Stellungnahme der Kommission [KOM(93) 313 endg. - nicht im Amtsblatt veröffentlicht]
Bericht der Kommission [KOM(98) 710 endg. - nicht im Amtsblatt veröffentlicht]
Bericht der Kommission [KOM(1999) 502 endg. - nicht im Amtsblatt veröffentlicht]
Bericht der Kommission [KOM(2000) 702 endg. - nicht im Amtsblatt veröffentlicht]
Bericht der Kommission [KOM(2001) 700 endg. - SEK(2001) 1745 - nicht im Amtsblatt veröffentlicht]
Bericht der Kommission [KOM(2002) 700 endg. - SEK(2002) 1401 - nicht im Amtsblatt veröffentlicht]
Bericht der Kommission [KOM(2003) 675 endg. - SEK(2003) 1202 - nicht im Amtsblatt veröffentlicht]

Vertrag über den Beitritt zur Europäischen Union [Amtsblatt L 236 vom 23.09.2003]

2) ZUSAMMENFASSUNG

Die Stellungnahme der Kommission vom Juli 1993 gibt keinen Aufschluss darüber, inwieweit Zypern seine Rechtsvorschriften zur Verwirklichung der Freizügigkeit an das Gemeinschaftsrecht angeglichen hat.
In ihrem Bericht vom November 1998 erklärte die Kommission, dass in bestimmten Bereichen, insbesondere bei der Bekämpfung der Geldwäsche, des Drogenhandels und der illegalen Einwanderung, Fortschritte erzielt wurden.
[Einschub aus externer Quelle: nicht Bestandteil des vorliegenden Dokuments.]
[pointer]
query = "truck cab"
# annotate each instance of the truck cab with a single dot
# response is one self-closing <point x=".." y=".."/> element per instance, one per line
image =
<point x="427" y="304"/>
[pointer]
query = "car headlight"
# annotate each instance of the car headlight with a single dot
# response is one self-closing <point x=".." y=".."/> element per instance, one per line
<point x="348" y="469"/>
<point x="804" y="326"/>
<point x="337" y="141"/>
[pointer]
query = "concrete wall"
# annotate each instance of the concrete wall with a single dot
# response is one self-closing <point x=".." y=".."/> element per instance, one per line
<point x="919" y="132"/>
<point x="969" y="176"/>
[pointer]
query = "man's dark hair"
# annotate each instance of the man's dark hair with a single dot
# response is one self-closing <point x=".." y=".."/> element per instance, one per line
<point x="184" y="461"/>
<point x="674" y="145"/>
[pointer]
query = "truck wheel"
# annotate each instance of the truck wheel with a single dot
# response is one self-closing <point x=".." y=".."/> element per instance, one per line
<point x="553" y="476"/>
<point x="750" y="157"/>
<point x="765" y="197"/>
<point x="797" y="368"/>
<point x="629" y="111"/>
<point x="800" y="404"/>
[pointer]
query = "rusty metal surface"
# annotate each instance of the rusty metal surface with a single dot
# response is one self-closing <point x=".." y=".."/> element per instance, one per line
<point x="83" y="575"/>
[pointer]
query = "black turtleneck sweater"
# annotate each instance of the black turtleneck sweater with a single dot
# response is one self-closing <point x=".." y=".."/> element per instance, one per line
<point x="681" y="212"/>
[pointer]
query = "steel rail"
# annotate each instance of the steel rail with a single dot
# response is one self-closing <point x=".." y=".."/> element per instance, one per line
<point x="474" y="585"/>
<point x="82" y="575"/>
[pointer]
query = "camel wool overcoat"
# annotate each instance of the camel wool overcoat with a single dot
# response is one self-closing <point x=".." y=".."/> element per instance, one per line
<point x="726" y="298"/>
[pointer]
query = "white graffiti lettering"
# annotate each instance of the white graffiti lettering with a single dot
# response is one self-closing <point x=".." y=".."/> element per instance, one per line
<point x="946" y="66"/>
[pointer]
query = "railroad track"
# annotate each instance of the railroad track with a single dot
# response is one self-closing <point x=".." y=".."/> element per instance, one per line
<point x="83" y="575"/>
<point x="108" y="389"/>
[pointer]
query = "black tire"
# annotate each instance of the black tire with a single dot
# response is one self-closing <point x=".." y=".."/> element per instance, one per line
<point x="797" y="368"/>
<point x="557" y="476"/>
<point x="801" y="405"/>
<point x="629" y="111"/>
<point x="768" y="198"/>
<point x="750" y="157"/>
In den übrigen Bereichen seien jedoch noch intensive Anstrengungen notwendig.
In ihrer Stellungnahme vom Oktober 1999 stellte die Kommission konkrete Fortschritte bei der Einwanderung und der Drogenbekämpfung fest. Hingegen seien bei der justiziellen Zusammenarbeit (sechs Übereinkommen waren noch zu ratifizieren), im Asylrecht, bei Visa und Datenschutz nur geringe Fortschritte erkennbar.
In ihrem Bericht vom November 2000 stellte die Kommission fest, dass bei der justiziellen Zusammenarbeit in Zivil- und Strafsachen sowie im Bereich Betrugs- und Korruptionsbekämpfung Fortschritte erzielt wurden. Im Allgemeinen hätten die ergriffenen Maßnahmen zu einer beträchtlichen Verbesserung der Verwaltungsstrukturen geführt. Dennoch müsse die Ausbildung für Mitarbeiter, die sich mit Flüchtlingsangelegenheiten beschäftigen, in bestimmten Sektoren fortgesetzt werden.
In ihrem Bericht vom November 2001 stellte die Kommission fest, dass Zypern insbesondere in den Bereichen Migration, Überwachung der Außengrenzen sowie Betrugs- und Korruptionsbekämpfung Fortschritte erzielt hat.
In ihrem Bericht vom Oktober 2002 stellte die Kommission fest, dass der Rechtsrahmen und die erforderlichen Verwaltungsstrukturen vorhanden sind. Zypern müsse sich bei seinen künftigen Bemühungen generell auf die vollständige Angleichung der Rechtsvorschriften an den Besitzstand der Europäischen Union (EU) und den Ausbau der Verwaltungskapazitäten konzentrieren.
In ihrem Bericht vom November 2003 wies die Kommission auf Verzögerungen bei der Angleichung der zyprischen Rechtsvorschriften an den Besitzstand im Bereich des Asylrechts hin, vor allem was die Verstärkung der Verwaltungsstrukturen anbelangt.
Der Beitrittsvertrag wurde am 16. April 2003 unterzeichnet und der Beitritt fand am 1. Mai 2004 statt.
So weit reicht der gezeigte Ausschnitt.